Wrong again – the photocopier came along. Not only could I wipe out typos with one stroke on my Selectric II, carbon and onion skin paper became a thing of the past because I could now take my clean, original and duplicate it by the hundreds if needed.

The insurance company always had a computer. It was not a personal computer, but a monstrous machine located in a freezing cold, glassed-in room of its own. It was operated by a man that most of my coworkers thought of as “odd” to be nice, and the IBM monster produced invoices throughout the day and night. But no one went near it and no one entered that room unless it was an emergency.

There also was a lot of running around going on in those days. You could not call someone in another department because there was no internal phone system with extensions or an intercom. You had to get up and go there – physically.

The U.S. Postal Service was the most common way to move documents and information from one place to another. There was no Internet, email or instant messaging, and there were no fax machines, pagers, cell phones, PCs – and most importantly – there was no microwave in the lunchroom.

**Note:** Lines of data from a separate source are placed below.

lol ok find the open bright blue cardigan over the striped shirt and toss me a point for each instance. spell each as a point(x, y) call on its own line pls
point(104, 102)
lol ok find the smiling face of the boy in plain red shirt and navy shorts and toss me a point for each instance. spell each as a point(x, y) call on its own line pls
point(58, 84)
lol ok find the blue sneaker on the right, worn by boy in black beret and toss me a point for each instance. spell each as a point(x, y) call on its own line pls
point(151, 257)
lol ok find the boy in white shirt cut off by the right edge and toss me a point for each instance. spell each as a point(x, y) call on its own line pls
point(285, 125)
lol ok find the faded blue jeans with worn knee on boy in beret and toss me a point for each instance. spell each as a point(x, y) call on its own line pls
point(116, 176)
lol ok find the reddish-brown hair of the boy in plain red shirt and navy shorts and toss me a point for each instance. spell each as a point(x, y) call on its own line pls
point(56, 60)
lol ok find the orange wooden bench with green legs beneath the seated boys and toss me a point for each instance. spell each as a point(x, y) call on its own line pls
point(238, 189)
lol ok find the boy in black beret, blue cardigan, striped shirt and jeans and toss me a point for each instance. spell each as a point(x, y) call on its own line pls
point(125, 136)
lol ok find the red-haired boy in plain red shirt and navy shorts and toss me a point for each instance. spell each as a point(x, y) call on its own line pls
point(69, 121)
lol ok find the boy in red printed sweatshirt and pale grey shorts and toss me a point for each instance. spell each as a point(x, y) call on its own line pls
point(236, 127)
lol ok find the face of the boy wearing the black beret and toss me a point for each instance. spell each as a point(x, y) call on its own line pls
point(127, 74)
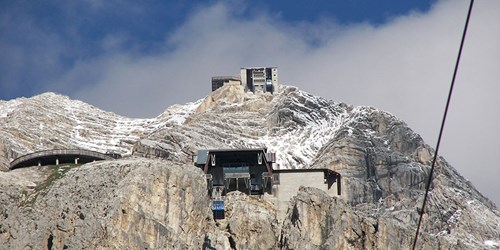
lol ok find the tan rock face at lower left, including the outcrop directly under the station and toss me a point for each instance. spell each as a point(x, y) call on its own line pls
point(130, 204)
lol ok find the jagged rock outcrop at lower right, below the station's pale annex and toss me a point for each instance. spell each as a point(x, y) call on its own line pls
point(317, 221)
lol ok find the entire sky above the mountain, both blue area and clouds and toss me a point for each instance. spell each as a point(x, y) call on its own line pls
point(138, 59)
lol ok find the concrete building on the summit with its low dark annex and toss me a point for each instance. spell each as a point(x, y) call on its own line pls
point(255, 79)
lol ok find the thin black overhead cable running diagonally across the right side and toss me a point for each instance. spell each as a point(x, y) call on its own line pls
point(429, 181)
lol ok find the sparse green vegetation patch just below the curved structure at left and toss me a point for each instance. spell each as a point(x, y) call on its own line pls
point(56, 172)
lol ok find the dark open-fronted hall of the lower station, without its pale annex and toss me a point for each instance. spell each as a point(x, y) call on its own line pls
point(245, 170)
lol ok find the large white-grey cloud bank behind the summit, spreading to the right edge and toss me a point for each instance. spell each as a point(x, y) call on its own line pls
point(404, 67)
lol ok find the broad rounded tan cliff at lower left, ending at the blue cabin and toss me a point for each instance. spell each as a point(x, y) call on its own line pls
point(123, 204)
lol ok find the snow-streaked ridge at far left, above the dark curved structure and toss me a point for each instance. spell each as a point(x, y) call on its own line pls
point(50, 121)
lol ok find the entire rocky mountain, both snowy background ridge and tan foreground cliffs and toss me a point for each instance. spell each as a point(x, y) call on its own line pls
point(147, 201)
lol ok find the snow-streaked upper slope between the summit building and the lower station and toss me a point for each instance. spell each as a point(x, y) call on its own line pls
point(292, 123)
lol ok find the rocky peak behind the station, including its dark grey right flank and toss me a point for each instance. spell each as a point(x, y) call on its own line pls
point(383, 163)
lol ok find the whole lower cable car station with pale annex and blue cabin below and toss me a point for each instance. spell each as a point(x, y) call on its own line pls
point(251, 171)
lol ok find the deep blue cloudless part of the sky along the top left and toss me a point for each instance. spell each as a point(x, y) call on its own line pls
point(81, 30)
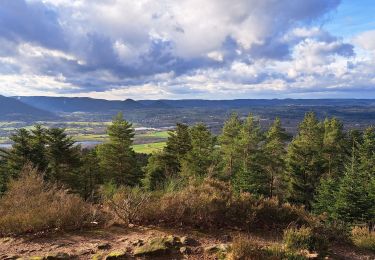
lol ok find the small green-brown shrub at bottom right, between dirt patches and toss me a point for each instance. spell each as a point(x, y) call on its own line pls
point(305, 238)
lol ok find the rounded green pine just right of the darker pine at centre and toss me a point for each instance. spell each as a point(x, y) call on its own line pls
point(201, 156)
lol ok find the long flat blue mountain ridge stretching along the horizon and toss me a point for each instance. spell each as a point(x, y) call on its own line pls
point(85, 104)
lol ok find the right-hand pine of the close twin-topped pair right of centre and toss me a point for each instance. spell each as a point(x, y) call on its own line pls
point(252, 176)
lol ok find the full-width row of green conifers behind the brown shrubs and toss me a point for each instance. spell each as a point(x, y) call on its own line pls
point(323, 167)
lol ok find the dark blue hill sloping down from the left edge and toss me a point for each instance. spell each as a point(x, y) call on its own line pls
point(13, 109)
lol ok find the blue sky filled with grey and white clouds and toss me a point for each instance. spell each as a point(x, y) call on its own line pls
point(169, 49)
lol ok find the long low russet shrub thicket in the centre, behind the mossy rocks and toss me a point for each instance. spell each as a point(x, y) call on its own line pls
point(205, 204)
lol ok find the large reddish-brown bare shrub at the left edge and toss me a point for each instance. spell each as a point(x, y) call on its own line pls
point(32, 205)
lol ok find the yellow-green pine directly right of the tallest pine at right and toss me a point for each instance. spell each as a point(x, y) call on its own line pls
point(335, 147)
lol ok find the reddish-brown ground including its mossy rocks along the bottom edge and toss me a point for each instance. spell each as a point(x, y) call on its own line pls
point(137, 243)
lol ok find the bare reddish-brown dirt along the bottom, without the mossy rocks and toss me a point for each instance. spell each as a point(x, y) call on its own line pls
point(98, 243)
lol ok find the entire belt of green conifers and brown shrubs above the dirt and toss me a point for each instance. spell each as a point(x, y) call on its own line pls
point(317, 189)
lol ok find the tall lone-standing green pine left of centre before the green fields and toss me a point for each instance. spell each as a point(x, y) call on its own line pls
point(117, 157)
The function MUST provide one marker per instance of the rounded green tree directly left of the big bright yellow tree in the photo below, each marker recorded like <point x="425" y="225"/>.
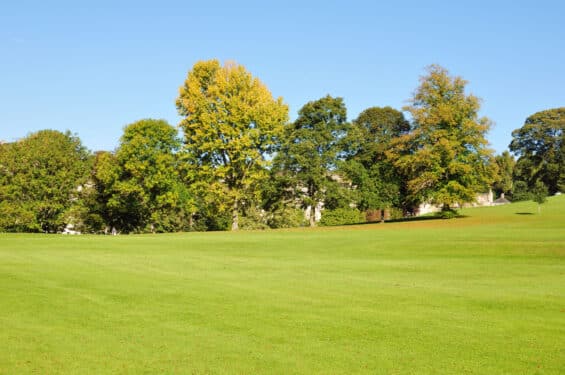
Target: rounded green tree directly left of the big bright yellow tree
<point x="140" y="188"/>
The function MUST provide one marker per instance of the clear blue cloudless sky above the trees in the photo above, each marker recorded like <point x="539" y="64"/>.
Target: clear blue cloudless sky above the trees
<point x="93" y="67"/>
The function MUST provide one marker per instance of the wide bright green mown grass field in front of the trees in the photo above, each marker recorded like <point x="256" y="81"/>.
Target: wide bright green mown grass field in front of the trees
<point x="484" y="294"/>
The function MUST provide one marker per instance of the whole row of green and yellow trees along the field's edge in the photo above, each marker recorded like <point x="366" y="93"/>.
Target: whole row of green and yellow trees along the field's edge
<point x="240" y="163"/>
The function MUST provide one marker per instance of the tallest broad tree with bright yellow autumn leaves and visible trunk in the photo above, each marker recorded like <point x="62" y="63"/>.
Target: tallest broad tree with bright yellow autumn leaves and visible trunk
<point x="231" y="125"/>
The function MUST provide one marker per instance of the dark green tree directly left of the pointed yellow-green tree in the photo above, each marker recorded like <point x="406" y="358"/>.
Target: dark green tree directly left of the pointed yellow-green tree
<point x="377" y="181"/>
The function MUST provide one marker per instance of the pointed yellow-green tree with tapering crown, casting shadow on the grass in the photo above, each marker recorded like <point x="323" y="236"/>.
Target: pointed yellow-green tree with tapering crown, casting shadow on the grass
<point x="445" y="155"/>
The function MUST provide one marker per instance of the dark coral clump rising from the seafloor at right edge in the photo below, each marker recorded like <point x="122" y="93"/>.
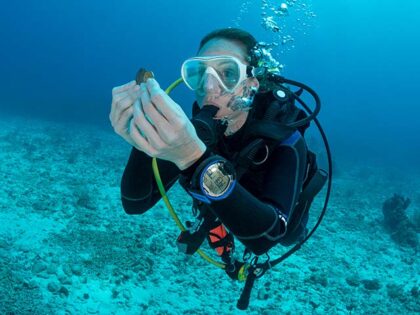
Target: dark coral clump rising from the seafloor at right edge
<point x="396" y="221"/>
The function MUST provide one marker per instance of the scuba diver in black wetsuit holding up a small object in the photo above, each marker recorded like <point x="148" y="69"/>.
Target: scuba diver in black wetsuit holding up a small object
<point x="242" y="157"/>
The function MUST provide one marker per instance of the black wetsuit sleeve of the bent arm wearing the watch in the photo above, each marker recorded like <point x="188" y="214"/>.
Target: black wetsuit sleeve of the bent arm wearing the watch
<point x="255" y="220"/>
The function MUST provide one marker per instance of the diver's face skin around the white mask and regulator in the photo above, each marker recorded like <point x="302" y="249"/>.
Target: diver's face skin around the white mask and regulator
<point x="211" y="93"/>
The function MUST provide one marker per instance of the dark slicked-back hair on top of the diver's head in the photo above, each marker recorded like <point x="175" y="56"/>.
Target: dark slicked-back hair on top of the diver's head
<point x="234" y="34"/>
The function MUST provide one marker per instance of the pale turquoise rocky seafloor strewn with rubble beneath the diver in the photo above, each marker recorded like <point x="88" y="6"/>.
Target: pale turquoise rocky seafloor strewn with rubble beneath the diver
<point x="68" y="247"/>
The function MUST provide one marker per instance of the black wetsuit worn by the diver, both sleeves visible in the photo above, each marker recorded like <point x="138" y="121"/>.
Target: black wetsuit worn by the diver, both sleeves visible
<point x="251" y="211"/>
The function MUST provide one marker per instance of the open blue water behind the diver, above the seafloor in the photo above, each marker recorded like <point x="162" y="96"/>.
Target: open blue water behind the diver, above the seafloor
<point x="60" y="59"/>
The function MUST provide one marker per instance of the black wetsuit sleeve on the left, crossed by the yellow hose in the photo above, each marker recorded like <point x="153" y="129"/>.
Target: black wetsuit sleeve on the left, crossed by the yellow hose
<point x="139" y="191"/>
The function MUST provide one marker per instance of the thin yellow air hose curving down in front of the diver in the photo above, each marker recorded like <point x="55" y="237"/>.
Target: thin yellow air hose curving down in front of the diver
<point x="165" y="198"/>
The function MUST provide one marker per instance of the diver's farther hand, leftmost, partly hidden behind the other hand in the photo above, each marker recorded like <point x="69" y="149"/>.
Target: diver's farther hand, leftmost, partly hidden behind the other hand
<point x="123" y="98"/>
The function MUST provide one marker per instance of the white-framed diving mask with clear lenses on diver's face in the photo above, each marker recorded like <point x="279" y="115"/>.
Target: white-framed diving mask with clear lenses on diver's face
<point x="229" y="71"/>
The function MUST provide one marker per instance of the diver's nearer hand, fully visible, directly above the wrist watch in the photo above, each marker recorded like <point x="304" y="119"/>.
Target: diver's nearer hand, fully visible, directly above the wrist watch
<point x="161" y="129"/>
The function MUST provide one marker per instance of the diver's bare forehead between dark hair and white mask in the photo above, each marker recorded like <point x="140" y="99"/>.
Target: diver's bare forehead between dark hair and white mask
<point x="220" y="46"/>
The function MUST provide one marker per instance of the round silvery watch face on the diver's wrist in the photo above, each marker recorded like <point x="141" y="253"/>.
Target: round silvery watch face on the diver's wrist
<point x="215" y="181"/>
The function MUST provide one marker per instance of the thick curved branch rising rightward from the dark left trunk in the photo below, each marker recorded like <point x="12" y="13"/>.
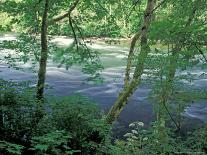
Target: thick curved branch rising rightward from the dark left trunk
<point x="61" y="17"/>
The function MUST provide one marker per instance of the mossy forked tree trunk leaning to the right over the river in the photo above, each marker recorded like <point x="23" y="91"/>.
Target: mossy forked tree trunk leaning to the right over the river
<point x="131" y="87"/>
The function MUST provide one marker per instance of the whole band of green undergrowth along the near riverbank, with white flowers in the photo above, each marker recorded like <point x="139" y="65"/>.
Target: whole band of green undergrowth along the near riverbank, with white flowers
<point x="73" y="125"/>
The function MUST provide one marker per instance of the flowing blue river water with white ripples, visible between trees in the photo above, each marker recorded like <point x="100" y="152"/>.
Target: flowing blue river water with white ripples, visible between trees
<point x="66" y="82"/>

Some years later, I will never forget when a coworker came to me, all excited because she was learning about something called the World Wide Web. She began to explain and I thought, “What in the world?” What in the world indeed!

I’m taking this walk down memory lane because on May 8, voters in the Fenton Area Public Schools District, are going to be asked to pass a $9.6 million bond. I know, I know, as a Fenton taxpayer I don’t like it much either, especially since there are parts of that bond I’m not quite sold on yet.

What I am sure of, however, is the need for periodic technology upgrades in our schools. I plan to be a senior citizen some day and when I am, I want the people in charge of my care and comfort to be on top of their game. I want the employees that work at the bank where I keep all of my money completely up to date on the latest technology. I also plan to travel and want my airline pilot to have the latest and greatest education when it comes to technology. And last, but not least, in the event I become ill or need surgery during my advanced years, I want my physicians and nurses to know what they’re doing. Get the picture?

For my family, passing the new bond will only mean an extra $50 on our summer tax bill. I don’t know about you, but I think it’s worth the cost of one nice dinner out to make sure these kids today know how to take care of us in the future. 

(And one more thing ... April 22-28 is Administrative Professionals Week. Do something nice for your office support staff. Who knows, in 40 years someone might wonder in awe how they could possibly work under the archaic conditions they did in 2012.)